Принц брезгливо приподнял верхнюю губу:
— Терпеть не могу драпать.
— Лучше свободным драпать, чем пленным разгуливать по Парижу, сир, — встрял слева Оксфорд.
— В Париже, как я слышал, проходу нет от хорошеньких девиц.
— Вам, сир, везде от них проходу нет, — развеселился Саффолк.
— Господь добр ко мне, — самодовольно осклабился принц.
— Аминь, — подытожил Оксфорд.
Саффолк же пробормотал под нос:
— Был бы добр, замедлил бы продвижение французов.
По последним сведениям, которыми располагал Саффолк, король Иоанн с войском находился в пятнадцати-двадцати километрах от них, и разрыв этот сокращался с каждым днём. Всё лето французский властитель сидел сложа руки и вдруг преисполнился энергии. Он искал битвы, хотя, как и принц, желал дать её на собственных условиях. Французы надеялись заманить принца в капкан, вынудить драться там, где они захотят, и Саффолк страшился того, что противник добьётся своего. Взятый капталем де Бюш пленный утверждал, что король Иоанн отослал пехоту, но даже без пехоты французы превосходили англичан числом, а насколько превосходили, никто не мог сказать. К тому же, король Иоанн передвигался не по лесам, а по хорошим дорогам, и имел все шансы выиграть гонку, захлопнув ловушку.
Лесистый гребень был единственной надеждой принца обставить французов. Дорога по кряжу экономила день, а день пути нынче стоил дороже золота. Может, на краю гребня отыщется позиция, удобная для того, чтобы подстеречь французов. Ещё Саффолк беспокоился об обозе. Очень уж уязвим он был, двигаясь отдельно от основного войска. К тому же, половину сэкономленного дня придётся потерять, дожидаясь возов с имуществом. Саффолка беспокоили лошади. Кони хотели пить так же сильно, как их всадники — есть. И тем, и другим не светило удовлетворить свои нужды до тех пор, пока армия не доберётся до конца кряжа, где в долинах их ждёт прохладная вода и обильная пища.
В пяти километрах впереди принца и его свиты капталь де Бюш уже достиг края гребня, пологий язык которого сбегал к дороге и реке. Справа, за чередой низких холмов, курились дымы очагов селения, именуемого, как разузнал капталь, Пуатье. Дальний склон долины был разлинован виноградниками.
День выдался отличным. С чистого неба, отмеченного парой крохотных облачков, пригревало солнце. По кронам деревьев щедро разбрызгала яркие краски осень. Отличный день, думал де Гральи, завалиться с красивой девчонкой на речку, купаться голяком, любить друг друга на траве, пить вино и снова любить.

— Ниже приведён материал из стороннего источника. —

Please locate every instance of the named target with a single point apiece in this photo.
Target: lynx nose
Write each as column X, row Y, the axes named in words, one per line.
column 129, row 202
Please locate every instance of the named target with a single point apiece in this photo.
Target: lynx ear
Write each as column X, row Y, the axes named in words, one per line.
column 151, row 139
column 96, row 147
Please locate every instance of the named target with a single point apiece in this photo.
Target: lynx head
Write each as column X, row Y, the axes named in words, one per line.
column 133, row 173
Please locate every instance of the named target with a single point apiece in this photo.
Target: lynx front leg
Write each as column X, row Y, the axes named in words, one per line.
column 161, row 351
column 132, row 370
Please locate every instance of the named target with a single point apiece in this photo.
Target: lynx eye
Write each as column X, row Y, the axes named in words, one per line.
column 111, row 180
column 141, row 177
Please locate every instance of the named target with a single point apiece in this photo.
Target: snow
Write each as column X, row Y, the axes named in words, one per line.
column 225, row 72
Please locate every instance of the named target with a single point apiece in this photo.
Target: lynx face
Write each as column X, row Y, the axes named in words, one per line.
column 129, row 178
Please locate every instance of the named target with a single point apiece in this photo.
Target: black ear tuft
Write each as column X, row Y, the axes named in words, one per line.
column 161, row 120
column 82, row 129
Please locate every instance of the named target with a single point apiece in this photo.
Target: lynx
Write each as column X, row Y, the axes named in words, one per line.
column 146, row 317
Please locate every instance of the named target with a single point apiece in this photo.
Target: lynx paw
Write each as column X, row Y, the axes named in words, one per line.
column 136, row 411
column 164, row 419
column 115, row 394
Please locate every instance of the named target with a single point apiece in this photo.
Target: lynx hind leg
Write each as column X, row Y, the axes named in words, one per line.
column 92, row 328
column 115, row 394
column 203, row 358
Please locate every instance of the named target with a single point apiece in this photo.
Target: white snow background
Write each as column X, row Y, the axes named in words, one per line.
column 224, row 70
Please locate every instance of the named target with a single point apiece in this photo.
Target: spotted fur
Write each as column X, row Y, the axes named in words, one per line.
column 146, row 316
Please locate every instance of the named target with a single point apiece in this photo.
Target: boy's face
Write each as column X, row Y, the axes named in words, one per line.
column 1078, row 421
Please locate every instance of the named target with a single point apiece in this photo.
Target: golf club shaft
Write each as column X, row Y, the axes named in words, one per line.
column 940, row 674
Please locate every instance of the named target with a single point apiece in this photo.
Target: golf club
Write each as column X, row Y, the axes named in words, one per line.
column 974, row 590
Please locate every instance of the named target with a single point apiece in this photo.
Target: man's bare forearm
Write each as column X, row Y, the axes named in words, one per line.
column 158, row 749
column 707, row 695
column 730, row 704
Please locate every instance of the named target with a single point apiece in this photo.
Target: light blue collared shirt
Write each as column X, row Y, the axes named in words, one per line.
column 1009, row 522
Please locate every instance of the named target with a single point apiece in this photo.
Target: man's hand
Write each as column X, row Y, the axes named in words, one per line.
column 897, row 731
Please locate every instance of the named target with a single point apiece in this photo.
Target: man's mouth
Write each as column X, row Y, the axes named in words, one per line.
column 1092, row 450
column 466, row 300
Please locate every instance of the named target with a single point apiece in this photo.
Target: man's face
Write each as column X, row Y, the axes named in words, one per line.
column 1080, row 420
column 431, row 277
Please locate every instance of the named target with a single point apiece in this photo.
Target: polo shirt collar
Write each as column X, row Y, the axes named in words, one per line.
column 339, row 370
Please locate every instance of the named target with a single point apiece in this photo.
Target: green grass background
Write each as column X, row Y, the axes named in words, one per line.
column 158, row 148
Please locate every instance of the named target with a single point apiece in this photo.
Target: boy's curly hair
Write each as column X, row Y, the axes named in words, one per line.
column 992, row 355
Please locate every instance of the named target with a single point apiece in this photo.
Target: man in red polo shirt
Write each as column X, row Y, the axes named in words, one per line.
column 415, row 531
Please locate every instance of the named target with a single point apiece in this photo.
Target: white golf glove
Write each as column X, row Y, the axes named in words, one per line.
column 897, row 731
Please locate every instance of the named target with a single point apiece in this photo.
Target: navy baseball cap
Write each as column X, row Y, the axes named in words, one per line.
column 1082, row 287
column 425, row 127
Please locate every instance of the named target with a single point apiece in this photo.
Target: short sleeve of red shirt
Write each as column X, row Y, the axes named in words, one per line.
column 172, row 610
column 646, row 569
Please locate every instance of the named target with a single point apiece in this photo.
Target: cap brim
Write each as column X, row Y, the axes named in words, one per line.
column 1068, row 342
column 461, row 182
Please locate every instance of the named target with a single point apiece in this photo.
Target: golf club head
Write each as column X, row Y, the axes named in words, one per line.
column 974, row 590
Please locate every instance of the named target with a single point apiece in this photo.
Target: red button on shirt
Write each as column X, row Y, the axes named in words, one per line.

А вместо этого он наблюдал за врагами.
Через долину двигалось войско. Земля по обе стороны от дороги была перепахана и изрыта тысячами копыт. Вернулся боец капталя, посланный на юркой лошадке посчитать вражеские знамёна, доложил:
— Восемьдесят семь, господин.
Капталь поморщился. Только самые знатные вельможи в походе двигались с развёрнутыми стягами, дабы их вассалы знали своё место в колонне. Восемьдесят семь стягов, а сколько под ними собралось воинов? Вельможе зазорно приводить на службу королю меньше сотни бойцов. Значит, десять тысяч всего? Двенадцать? Многовато. Англичане с гасконцами могли противопоставить французским восьмидесяти семи стягам всего сорок. Однако внизу, на берегу сверкающей в солнечном свете реки, капталь видел лишь два знамени и целую толпу коней и людей.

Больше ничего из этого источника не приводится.